Berdasarkan informasi yang dihimpun, pemerintah daerah mengalokasikan anggaran sebesar Rp4,94 miliar untuk pembelian empat unit Mobil Dinas mewah, serta Rp3 miliar untuk pengadaan Pakaian Dinas gubernur dan wakil gubernur dalam Tahun Anggaran 2026.
Menurut kordinator Aksi kebijakan tersebut tidak mencerminkan kepekaan terhadap kondisi masyarakat yang masih menghadapi tekanan ekonomi. Mereka menyebut rencana itu berpotensi menjadi pemborosan anggaran dan tidak sejalan dengan kebutuhan prioritas publik.
Selain itu, massa Aksi juga menyoroti sejumlah persoalan mendasar di Sumatera Selatan yang dinilai belum tertangani secara optimal. Di antaranya kondisi infrastruktur jalan di beberapa daerah yang masih rusak, layanan kesehatan di wilayah terpencil yang belum maksimal, serta sarana dan prasarana pendidikan yang masih memerlukan perhatian serius.

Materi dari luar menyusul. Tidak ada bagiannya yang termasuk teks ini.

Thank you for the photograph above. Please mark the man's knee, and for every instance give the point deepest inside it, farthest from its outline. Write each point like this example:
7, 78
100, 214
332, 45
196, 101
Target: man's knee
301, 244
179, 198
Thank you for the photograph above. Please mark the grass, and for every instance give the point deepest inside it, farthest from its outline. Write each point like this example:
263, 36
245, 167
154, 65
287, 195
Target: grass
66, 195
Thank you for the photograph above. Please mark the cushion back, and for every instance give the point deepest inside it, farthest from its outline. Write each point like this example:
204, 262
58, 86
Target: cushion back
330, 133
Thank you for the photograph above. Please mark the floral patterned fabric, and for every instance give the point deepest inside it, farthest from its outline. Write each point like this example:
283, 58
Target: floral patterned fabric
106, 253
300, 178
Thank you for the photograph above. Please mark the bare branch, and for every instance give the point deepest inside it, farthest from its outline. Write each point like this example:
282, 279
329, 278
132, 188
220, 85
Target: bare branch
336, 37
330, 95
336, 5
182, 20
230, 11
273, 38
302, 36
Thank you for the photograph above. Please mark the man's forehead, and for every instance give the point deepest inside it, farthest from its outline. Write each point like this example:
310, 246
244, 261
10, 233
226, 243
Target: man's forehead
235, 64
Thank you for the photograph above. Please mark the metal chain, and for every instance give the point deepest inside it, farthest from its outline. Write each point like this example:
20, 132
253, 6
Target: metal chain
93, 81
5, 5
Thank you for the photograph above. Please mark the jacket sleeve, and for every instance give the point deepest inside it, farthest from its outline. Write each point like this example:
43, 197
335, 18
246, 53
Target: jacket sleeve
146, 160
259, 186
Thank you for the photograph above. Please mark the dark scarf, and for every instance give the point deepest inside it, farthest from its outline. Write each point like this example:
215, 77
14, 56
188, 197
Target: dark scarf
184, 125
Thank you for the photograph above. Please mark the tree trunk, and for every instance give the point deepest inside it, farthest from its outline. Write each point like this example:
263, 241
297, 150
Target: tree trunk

Direktur Eksekutif SIRA, Rahmat Sandi, menyampaikan bahwa Aksi tersebut merupakan bentuk aspirasi masyarakat terhadap kebijakan pemerintah yang dinilai tidak berpihak pada rakyat.
Dalam orasinya, ia menyampaikan beberapa tuntutan kepada pemerintah daerah.
Meminta penjelasan terkait urgensi pengadaan kendaraan dinas mewah dan anggaran Pakaian Dinas tersebut. Selain itu, pihaknya juga mendesak Gubernur Sumatera Selatan bersama Biro Umum dan Perlengkapan Setda Sumsel untuk membatalkan rencana pengadaan tersebut.
Bahwa anggaran tersebut seharusnya dialihkan untuk kebutuhan yang lebih mendesak, seperti peningkatan layanan kesehatan, pembangunan infrastruktur, sektor pendidikan, serta pemulihan ekonomi masyarakat,” tegas Sandi
Tak hanya itu, ia juga meminta Kepala Biro Umum dan Perlengkapan Setda Sumsel untuk menyampaikan permohonan maaf kepada masyarakat atas kebijakan yang dinilai menimbulkan polemik.